Search code examples
pythonmachine-learningnlpone-hot-encoding

how to see the class name of one hot encoded?


I have a CSV file that includes two columns: a 'Text' of a tweet and its "label'. each tweet could belong to one of these 4 categories: Hate, Neutral, CounterHate and Non-Asian Aggression. I did One Hot Encode Y values for train and test vectors by the following code in Python:

encoder = LabelEncoder()
y_train = encoder.fit_transform(train['Label'].values)
y_train = to_categorical(y_train) 
y_test = encoder.fit_transform(test['Label'].values)
y_test = to_categorical(y_test)

which if you print the first index:

print(y_train[0])

The answer is:

[0. 1. 0. 0.]

We know that each Label is converted to a vector of length 4, where each position corresponds to a Label class. How can I find the position of each class?

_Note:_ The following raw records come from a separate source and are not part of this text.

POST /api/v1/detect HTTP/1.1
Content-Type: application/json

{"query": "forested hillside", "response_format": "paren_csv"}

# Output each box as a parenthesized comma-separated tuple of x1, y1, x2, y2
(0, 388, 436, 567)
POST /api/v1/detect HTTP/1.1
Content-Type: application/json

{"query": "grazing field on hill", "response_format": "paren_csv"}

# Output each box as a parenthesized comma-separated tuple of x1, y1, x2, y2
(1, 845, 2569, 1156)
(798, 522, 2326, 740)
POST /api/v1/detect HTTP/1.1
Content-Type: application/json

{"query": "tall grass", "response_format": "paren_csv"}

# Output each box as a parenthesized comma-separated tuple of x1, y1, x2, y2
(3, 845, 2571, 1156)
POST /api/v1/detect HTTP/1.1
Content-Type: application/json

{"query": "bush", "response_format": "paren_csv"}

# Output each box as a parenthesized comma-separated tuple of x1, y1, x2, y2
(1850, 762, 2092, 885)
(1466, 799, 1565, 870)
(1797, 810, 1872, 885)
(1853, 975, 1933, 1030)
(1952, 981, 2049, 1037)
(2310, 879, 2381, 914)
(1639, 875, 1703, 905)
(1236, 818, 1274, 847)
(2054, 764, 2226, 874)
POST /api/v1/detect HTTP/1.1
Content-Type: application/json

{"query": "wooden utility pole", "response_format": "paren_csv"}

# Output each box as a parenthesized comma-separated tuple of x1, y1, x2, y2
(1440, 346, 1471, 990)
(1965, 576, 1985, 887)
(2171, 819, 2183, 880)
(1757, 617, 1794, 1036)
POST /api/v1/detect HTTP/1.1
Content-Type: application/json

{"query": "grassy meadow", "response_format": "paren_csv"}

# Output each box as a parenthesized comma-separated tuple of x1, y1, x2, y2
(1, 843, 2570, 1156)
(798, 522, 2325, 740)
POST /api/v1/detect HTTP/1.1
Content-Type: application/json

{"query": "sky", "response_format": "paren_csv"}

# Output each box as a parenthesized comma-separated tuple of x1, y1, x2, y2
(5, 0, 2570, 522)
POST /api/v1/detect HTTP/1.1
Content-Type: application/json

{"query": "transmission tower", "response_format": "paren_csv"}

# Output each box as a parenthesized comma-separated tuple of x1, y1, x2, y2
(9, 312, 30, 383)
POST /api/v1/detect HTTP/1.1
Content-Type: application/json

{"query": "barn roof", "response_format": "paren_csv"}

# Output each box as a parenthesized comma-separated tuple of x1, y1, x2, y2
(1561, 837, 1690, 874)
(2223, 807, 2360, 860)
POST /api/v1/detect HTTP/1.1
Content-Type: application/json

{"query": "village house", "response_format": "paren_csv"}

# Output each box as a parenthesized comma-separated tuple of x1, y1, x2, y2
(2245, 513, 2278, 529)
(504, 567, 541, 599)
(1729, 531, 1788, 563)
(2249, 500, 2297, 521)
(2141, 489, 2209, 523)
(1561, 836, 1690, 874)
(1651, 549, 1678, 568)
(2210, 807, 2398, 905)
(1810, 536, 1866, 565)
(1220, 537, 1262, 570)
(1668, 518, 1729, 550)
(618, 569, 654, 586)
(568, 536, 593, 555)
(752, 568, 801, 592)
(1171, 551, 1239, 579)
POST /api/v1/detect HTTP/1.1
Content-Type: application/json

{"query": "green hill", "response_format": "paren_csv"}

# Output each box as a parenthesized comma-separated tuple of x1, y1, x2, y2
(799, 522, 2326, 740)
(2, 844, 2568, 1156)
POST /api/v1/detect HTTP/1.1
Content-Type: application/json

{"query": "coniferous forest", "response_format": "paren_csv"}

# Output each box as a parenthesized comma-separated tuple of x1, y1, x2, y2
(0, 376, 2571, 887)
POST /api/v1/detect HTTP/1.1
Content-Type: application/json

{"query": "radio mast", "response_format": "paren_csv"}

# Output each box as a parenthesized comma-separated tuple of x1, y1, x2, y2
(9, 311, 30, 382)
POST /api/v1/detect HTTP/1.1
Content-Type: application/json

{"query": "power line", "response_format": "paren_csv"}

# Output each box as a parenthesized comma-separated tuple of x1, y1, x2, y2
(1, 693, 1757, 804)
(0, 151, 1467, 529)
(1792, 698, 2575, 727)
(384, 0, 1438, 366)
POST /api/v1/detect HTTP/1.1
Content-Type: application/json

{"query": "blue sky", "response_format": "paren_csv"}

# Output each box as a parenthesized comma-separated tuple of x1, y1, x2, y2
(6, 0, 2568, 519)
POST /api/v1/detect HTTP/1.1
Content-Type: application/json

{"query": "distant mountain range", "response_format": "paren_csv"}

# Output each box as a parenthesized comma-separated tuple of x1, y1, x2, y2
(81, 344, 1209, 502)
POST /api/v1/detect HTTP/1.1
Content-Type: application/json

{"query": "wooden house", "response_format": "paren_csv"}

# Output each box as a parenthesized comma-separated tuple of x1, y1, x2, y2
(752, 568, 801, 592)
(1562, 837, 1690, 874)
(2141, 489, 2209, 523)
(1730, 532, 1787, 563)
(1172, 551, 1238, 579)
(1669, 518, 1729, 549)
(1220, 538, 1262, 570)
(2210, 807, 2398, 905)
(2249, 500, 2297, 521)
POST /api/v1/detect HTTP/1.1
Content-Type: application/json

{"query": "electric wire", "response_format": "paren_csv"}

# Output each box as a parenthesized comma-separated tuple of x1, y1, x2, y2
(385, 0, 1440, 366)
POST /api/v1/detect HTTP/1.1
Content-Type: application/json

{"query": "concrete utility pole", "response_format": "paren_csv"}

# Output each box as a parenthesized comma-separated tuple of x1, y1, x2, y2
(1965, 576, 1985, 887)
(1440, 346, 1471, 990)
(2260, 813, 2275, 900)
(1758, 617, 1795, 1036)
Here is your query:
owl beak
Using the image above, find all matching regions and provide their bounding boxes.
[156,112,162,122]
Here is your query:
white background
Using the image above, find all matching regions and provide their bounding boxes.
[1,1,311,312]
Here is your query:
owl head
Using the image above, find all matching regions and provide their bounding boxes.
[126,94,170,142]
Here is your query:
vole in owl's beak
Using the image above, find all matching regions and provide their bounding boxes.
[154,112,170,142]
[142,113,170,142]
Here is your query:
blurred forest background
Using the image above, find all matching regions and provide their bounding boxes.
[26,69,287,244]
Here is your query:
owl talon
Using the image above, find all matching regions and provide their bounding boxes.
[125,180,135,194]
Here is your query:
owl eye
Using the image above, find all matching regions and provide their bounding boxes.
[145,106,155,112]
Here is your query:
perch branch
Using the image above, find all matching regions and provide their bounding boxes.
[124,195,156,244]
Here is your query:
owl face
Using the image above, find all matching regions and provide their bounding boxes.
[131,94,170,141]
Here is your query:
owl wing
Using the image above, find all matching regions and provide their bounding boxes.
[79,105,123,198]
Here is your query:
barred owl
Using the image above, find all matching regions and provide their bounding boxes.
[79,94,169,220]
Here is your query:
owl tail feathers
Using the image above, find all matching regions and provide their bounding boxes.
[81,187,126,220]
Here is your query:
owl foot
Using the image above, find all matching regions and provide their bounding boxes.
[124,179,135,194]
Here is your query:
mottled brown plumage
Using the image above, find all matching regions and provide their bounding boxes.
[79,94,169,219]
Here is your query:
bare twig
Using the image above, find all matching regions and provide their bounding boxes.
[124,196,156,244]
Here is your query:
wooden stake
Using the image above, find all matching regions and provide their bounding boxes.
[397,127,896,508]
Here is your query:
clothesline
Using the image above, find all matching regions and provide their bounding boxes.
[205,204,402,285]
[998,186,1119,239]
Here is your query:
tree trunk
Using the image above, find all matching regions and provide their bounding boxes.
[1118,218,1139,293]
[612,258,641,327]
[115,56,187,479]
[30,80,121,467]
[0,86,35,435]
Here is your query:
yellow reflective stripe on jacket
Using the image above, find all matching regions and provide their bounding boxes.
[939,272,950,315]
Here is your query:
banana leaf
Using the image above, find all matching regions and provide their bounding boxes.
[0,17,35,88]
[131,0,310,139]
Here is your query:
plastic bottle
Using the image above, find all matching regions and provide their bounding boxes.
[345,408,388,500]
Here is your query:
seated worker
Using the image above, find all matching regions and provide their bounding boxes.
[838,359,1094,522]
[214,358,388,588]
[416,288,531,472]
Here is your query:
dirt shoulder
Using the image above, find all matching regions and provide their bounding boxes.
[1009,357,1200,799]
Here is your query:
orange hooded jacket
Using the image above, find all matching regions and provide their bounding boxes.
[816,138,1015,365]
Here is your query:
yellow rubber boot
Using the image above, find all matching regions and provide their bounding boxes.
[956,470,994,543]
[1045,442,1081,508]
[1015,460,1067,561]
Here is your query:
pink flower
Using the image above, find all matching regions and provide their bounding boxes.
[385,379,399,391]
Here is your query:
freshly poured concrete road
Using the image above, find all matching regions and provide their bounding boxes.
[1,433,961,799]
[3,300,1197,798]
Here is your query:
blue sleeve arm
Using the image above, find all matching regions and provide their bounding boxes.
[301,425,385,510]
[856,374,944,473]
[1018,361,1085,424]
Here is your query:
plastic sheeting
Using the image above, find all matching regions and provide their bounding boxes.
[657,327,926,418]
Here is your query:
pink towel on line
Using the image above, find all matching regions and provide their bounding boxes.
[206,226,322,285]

For example: Hate=0, Counterhate=1,...


Solution

  • First, consider that the encoder class fits on the training set then transforms it, but only transforms the test set! I recommend using the method inverse_transform to retrieve your original labels.

    from sklearn import preprocessing
    le = preprocessing.LabelEncoder()
    le.fit(['Hate', 'Neutral', 'CounterHate and Non-Asian', 'Aggression'])
    print(list(le.classes_))
    print(le.transform(['CounterHate and Non-Asian', 'Hate', 'Neutral']))
    print(le.inverse_transform([2, 2, 1]))
    

    output:

    ['Aggression', 'CounterHate and Non-Asian', 'Hate', 'Neutral']
    [1 2 3]
    ['Hate' 'Hate' 'CounterHate and Non-Asian']